Yuong-Nam Lee and colleagues identified the new species by examining the fossilized remains of a specimen from the Omnogovi Province, Mongolia. They have named the species Natovenator polydontus, meaning “swimming hunter with many teeth.” The specimen is a mostly complete skeleton and features the skull, spinal column, one forelimb, and the remains of two hindlimbs.

The authors report several adaptations that suggest that Natovenator may have been a semiaquatic diving predator, including a streamlined body similar to those of modern diving birds—with ribs that point towards its tail—and a long neck similar to modern water birds such as geese. These adaptions may have reduced the drag that Natovenator would have been subjected to when swimming and helped it to catch prey.

The authors also speculate that the unusually high number of teeth that Natovenator had in relation to the size of its jaw could indicate that it ate a fish or insect-based diet, however further evidence—such as the fossilized remains of its stomach contents—is needed to confirm this.
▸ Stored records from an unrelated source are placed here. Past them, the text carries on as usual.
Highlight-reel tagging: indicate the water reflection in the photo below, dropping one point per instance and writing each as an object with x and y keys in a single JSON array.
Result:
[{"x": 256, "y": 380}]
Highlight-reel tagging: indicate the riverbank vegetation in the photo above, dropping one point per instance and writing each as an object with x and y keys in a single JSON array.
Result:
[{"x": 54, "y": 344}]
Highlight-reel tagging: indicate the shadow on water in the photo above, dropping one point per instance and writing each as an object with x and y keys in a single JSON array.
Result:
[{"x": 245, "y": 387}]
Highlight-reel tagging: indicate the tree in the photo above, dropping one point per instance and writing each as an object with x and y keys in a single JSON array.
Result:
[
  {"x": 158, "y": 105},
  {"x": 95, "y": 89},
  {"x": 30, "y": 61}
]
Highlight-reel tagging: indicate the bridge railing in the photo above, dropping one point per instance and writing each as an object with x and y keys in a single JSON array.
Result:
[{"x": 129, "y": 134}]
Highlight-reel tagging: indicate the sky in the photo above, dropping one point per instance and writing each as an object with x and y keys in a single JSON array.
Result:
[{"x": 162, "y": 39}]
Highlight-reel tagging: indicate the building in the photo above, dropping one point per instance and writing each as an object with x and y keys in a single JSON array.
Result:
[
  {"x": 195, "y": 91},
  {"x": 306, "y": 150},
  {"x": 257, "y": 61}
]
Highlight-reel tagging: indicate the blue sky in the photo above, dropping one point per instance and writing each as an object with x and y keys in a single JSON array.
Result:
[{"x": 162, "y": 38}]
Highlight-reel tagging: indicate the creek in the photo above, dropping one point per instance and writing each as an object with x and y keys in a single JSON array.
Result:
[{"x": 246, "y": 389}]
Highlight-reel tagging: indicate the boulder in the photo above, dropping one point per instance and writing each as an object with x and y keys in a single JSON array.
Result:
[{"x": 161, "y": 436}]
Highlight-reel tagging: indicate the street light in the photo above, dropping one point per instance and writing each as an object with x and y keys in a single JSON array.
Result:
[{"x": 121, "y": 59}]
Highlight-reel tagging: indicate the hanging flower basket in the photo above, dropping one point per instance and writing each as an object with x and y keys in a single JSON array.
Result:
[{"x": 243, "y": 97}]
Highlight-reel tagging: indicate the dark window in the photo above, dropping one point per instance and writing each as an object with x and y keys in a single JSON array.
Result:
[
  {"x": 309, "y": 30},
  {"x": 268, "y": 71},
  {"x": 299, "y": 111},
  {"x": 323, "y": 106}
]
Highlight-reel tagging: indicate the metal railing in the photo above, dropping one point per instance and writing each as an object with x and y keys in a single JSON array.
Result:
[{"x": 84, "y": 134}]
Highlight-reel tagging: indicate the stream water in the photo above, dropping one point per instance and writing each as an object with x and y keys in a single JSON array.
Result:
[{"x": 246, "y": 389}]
Analysis of the evolutionary relationships between Natovenator and other theropod dinosaurs indicate that it was closely related to halszkaraptorines—a group of non-avian theropods that previous research has suggested may have been adapted for a semiaquatic lifestyle, similar to modern day waterfowl. Together, the findings indicate that Natovenator was a semi-aquatic diving predator and provide further insight into theropod evolution.